The nature of climate change impacts and mitigation strategies means that central banks must go beyond risk management and take on the additional role of helping to coordinate measures to fight climate change, a group of specialists have argued in a new book published by the Bank for International Settlements (BIS) today.

Forward-looking risk assessment approaches grounded in scenario-based analyses, which were the manifestation of an “epistemological break” beginning to take place in the financial community, were important but would not cut it, they said.

And yet central banks could neither sit on their hands and “wait for other government agencies to jump into action” nor replace other government and private actors to compensate for their insufficient action, they* wrote in Green Swan, a joint effort from Banque de France and BIS.

“To overcome this deadlock, a second epistemological break is needed: central banks must become more proactive in calling for broader and coordinated change, in order to continue fulfilling their own mandates of financial and price stability over longer term horizons than those traditionally considered,” they said.
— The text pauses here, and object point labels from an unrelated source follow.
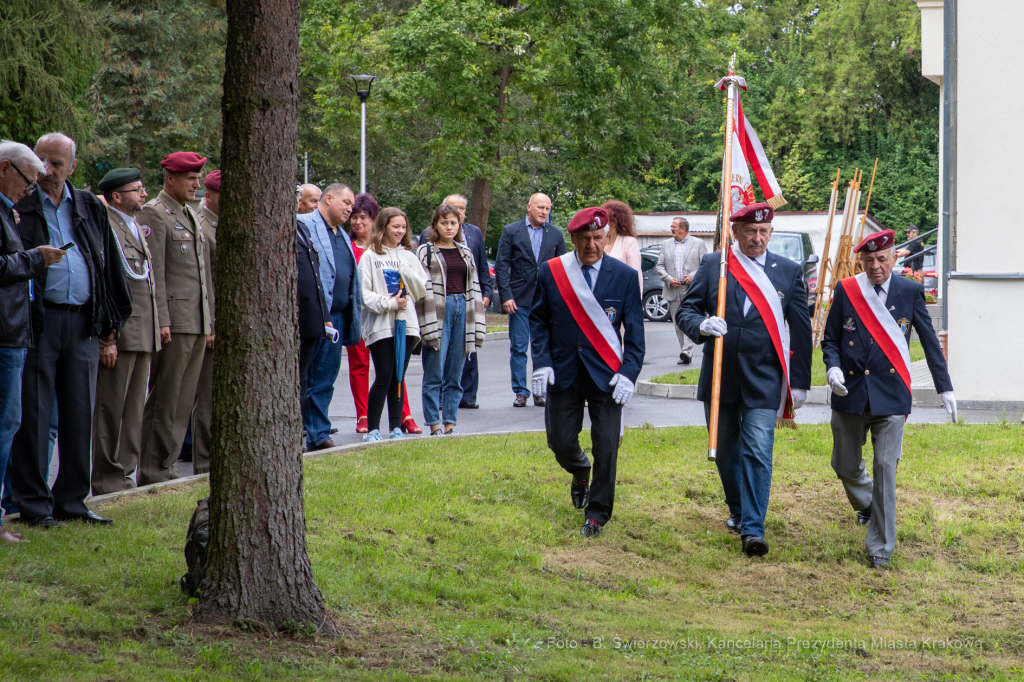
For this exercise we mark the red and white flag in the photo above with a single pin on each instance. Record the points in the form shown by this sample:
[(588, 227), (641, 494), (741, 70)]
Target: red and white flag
[(586, 310), (759, 289)]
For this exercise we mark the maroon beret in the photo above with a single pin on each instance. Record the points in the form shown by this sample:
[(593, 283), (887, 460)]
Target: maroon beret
[(182, 162), (212, 181), (883, 240), (589, 219), (754, 213)]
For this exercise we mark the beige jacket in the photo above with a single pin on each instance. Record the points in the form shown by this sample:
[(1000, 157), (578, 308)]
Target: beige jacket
[(182, 283), (141, 332), (666, 268)]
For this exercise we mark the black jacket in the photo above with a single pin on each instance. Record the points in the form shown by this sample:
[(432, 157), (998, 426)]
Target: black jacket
[(313, 313), (93, 237), (516, 269), (16, 267)]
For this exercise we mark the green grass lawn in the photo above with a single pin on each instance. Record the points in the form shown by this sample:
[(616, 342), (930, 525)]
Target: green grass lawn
[(817, 369), (461, 558)]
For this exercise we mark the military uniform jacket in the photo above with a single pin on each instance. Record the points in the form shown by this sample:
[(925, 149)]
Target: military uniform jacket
[(208, 223), (178, 249), (141, 332)]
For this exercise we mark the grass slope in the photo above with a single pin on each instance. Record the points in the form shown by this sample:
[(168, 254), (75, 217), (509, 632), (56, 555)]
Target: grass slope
[(461, 558)]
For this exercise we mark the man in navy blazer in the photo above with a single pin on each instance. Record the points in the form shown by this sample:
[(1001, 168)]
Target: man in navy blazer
[(869, 393), (343, 293), (568, 368), (474, 242), (523, 247), (753, 379)]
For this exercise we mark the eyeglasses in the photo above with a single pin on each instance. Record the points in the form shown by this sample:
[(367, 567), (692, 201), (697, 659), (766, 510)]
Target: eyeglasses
[(29, 184)]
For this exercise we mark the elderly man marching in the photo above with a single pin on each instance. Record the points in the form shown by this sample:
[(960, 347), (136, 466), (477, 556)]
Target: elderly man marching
[(868, 368), (587, 333), (766, 370)]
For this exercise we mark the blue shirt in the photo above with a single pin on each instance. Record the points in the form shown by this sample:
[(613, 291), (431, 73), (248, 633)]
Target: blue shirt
[(536, 238), (344, 268), (67, 282)]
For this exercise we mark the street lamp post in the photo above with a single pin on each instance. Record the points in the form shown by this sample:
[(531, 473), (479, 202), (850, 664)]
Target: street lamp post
[(363, 85)]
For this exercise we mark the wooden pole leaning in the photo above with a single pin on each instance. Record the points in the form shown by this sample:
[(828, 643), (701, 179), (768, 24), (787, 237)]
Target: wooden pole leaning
[(716, 385)]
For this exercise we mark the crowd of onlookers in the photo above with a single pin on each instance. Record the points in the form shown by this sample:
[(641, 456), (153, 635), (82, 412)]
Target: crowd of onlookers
[(108, 317)]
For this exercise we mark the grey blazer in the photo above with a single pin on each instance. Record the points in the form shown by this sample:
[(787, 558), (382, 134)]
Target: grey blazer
[(666, 268)]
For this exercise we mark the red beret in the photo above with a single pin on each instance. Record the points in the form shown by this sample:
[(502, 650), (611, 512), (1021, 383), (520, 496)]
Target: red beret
[(588, 220), (212, 181), (182, 162), (883, 240), (754, 213)]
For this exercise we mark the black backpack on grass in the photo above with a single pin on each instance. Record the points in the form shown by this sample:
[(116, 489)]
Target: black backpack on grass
[(196, 542)]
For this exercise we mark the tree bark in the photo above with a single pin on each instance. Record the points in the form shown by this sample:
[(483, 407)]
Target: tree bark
[(258, 566)]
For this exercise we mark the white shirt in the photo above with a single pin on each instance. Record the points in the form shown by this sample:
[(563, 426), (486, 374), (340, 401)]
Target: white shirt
[(761, 260), (595, 270)]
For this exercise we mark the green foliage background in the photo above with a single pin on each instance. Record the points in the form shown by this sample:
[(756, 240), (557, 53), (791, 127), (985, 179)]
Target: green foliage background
[(602, 98)]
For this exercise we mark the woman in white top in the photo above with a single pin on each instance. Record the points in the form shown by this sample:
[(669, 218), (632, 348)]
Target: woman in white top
[(392, 279), (622, 244)]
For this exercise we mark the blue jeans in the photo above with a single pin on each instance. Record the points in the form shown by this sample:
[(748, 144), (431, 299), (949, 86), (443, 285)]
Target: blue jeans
[(324, 371), (745, 438), (11, 366), (442, 368), (518, 344)]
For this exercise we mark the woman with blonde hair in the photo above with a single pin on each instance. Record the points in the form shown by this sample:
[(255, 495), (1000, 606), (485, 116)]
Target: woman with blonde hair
[(391, 276)]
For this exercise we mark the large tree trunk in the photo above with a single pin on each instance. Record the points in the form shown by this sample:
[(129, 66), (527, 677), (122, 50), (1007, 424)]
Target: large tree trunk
[(258, 567)]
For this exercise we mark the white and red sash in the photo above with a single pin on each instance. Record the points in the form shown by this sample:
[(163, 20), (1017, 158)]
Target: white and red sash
[(759, 289), (586, 310), (880, 324)]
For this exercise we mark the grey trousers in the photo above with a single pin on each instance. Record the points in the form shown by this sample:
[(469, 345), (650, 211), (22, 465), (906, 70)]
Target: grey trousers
[(849, 436), (685, 344)]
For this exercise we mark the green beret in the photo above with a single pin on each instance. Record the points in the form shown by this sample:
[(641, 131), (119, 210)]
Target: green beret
[(119, 177)]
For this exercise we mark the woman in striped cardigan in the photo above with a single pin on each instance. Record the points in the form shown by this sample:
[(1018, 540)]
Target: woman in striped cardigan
[(452, 320)]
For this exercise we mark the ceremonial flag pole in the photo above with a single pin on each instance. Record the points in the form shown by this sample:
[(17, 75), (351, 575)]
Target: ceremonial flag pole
[(716, 387)]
This new role could be thought of as contributing to coordination to combat climate change, which the authors said they had dubbed the five Cs.

Central banks needed to coordinate their own actions with a broad set of measures to be implemented by others, such as governments, the private sector, civil society and the international community.

“This coordination task is urgent since climate-related risks continue to build up and negative outcomes could become irreversible,” the authors wrote. “There is an array of actions to be consistently implemented.

“The most obvious ones are the need for carbon pricing and for systematic disclosure of climate-related risks by the private sector.”

The values benefit

Other potential actions included “proactively promot[ing] long-termism by supporting the values or ideals of sustainable finance in order to ‘break the tragedy of the horizon’”.

“The main benefit of promoting a sustainable finance approach, including through ESG, may lie in broadening the set of values driving the financial sector” 

‘Green Swan’ authors

“The main benefit of promoting a sustainable finance approach, including through ESG, may actually not lie in the greater impetus for asset managers to reduce their exposure to climate-related risks, but rather in broadening the set of values driving the financial sector,” the specialists argued.

Other additional actions included exploring new policy mixes and integrating sustainability into accounting frameworks at the corporate and national level.

All in all, the new co-ordinating role for central banks would require “thinking concomitantly within three paradigmatic approaches to climate change and financial stability: the risk, time horizon, and system resilience approaches,” the authors said.

*The book was authored by Patrick Bolton, a business professor at Columbia University and visiting professor at Imperial College London; Morgan Després, deputy head of the financial stability department at Banque de France and head of the secretariat for the Network for Greening the Financial System; Luiz Awazu Pereira da Silva, deputy general manager of the BIS; Frédéric Samama, head of responsible investment at Amundi; and Romain Svartzman, economist at Banque de France. A pdf of the book can be found on the BIS website.